Gray Has a Night He Hopes to Build On

For Jon Gray it was a matter of taking a deep breath.

Faster is not better.

And on Friday night there were signs that finally sunk in.

It's not just that he allowed one run in seven innings to gain the victory in the Rockies 11-3 victory against the Marlins at Coors Field. It's how he did it.

It's finding himself in a first-inning mess when Brian Anderson singled, and J.T. Realmuto doubled, putting Marlins on second and third with one out. And it's getting out of the mess by striking out Justin Bour swinging, and getting Starlin Castro on a line drive to center. 

"Keeping all the negative thoughts out of my mind," he said of how he handled the threat. "I focused on the positives on getting the job done."

Finally.

The season has been a disappointment for Gray, who seemingly made a break through a year ago. After trying to pitch through a broken foot suffered in the spring of 2017, he went on the disabled list, and then returned to the active roster in late June. He went 10-4 with a 3.58 ERA in his 17 starts after returning. He made a strong enough impression that he was given the start in the wild-card matchup with the Diamondbacks, and got the nod on Opening Day this year.

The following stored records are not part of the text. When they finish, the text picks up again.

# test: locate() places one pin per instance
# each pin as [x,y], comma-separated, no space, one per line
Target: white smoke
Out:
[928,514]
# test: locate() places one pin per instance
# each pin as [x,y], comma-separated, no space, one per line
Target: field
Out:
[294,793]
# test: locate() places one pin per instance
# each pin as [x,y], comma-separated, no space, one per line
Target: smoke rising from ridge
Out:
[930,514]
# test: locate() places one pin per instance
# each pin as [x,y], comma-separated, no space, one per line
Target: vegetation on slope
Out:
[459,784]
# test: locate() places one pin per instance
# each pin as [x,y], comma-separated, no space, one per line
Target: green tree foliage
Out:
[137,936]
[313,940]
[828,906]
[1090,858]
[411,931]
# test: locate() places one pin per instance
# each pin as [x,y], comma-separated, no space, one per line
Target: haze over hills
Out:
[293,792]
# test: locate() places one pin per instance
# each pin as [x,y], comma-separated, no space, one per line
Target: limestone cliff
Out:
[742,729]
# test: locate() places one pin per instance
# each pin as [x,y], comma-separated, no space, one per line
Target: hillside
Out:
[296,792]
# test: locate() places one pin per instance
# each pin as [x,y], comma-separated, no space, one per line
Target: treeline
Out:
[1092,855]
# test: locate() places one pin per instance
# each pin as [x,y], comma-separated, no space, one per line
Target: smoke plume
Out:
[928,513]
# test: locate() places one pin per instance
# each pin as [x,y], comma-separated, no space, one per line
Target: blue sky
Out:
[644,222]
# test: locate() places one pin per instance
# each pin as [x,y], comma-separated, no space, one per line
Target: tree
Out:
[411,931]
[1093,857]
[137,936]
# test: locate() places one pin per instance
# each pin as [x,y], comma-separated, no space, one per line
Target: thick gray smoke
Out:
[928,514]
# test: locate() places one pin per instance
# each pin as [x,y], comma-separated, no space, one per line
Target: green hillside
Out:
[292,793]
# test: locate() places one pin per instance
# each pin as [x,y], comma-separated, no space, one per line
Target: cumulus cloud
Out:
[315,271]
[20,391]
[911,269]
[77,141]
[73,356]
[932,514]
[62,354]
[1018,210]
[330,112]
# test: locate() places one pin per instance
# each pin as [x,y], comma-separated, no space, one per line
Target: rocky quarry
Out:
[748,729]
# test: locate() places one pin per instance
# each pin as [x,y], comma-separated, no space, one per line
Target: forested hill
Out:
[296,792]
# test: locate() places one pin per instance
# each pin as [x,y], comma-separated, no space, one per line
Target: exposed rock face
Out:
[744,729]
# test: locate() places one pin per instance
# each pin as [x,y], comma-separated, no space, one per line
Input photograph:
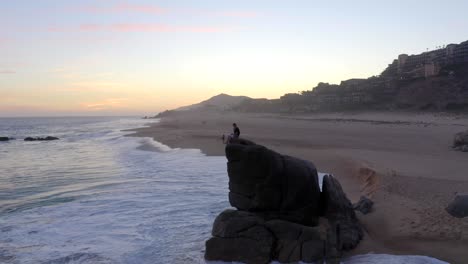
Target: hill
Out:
[220,102]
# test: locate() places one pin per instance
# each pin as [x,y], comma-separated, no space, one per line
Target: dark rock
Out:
[279,204]
[261,180]
[339,211]
[48,138]
[460,139]
[364,205]
[239,236]
[459,206]
[296,242]
[249,238]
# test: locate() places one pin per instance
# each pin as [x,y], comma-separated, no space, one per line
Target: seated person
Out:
[235,134]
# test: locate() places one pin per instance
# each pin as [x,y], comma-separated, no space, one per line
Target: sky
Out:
[140,57]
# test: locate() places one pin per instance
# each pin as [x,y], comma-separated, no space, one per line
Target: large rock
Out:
[279,186]
[339,211]
[459,206]
[48,138]
[460,139]
[249,238]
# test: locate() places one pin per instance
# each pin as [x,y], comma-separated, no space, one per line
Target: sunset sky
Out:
[108,57]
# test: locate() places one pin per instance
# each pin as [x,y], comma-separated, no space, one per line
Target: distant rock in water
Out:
[459,206]
[279,202]
[460,141]
[48,138]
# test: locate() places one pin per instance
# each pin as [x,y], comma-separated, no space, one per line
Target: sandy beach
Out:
[403,162]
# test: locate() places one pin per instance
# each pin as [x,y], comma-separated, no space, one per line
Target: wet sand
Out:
[402,161]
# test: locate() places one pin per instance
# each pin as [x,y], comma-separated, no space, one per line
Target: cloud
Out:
[129,27]
[244,14]
[93,85]
[110,103]
[153,9]
[164,28]
[125,7]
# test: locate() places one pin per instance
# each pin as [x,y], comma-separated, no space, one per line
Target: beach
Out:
[402,161]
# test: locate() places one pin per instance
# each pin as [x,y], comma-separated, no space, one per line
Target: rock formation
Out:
[460,141]
[364,205]
[459,206]
[279,203]
[48,138]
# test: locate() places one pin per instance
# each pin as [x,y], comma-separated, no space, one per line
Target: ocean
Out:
[97,196]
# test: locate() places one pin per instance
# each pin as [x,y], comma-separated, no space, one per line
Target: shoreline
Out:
[403,162]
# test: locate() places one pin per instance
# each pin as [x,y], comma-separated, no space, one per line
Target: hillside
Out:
[221,102]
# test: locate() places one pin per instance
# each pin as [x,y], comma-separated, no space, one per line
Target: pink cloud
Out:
[89,27]
[245,14]
[153,9]
[140,28]
[164,28]
[124,7]
[110,103]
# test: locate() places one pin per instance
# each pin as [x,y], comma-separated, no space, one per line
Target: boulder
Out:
[339,211]
[249,238]
[459,206]
[261,180]
[364,205]
[460,139]
[48,138]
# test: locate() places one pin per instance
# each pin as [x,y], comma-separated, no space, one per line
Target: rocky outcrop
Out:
[279,186]
[248,237]
[459,206]
[460,141]
[364,205]
[48,138]
[279,203]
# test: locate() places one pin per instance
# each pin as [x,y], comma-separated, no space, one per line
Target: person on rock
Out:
[235,133]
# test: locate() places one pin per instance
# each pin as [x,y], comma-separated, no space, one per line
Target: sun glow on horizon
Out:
[116,57]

But then he allowed three or fewer in each of his final 13 regular starts.

Things had not gone as well this season. Three runs? In his first 15 starts this season he had a part in 10 innings in which the opposition scored three or more runs, including six of seven starts prior to Friday. That included a no-decision in a 13-12 loss at Texas last Sunday when he sailed into the sixth inning with a 5-1 lead, and gave up five runs without even getting an out in the sixth.

There was no repeat performance on Friday night when Gray allowed just one run -- a Derek Dietrich home run in the third -- and struck out 12 without issuing a walk.

Now, he did go back to wearing the white shoes he used to wear.

"When you have been struggling like I had, you have to change something up," he said. "I wore white shoes my whole life. I don't know why I didn't keep wearing them."

But this wasn't a cosmetic adjustment.

This was a mental adjustment.

It was a matter of taking a deep breath at times, and not getting in a hurry to throw the next pitch. It was a matter of not shaking off catcher Tom Murphy, but rather stepping off the mound and taking a deep breath.

"If he wanted a fastball in, instead of saying no, I'd step off and think about why that was the pitch that was being called," said Gray. "I'd look for the reason and commit to it. I wasn't going to let the negative crap in. I wanted to look at the positives."

And at the end of the night he had plenty of positives to look at.

He struck out 12, the 12th double-digit strike game of his career. He had a quality start for the first time in eight starts. He didn't walk a batter.

Most importantly? He earned a victory, just his third in his last eight starts.

"It is," said manager Bud Black, "a step in the right direction."

For Gray, a night like Friday is nice, but once is not enough for him nor the Rockies.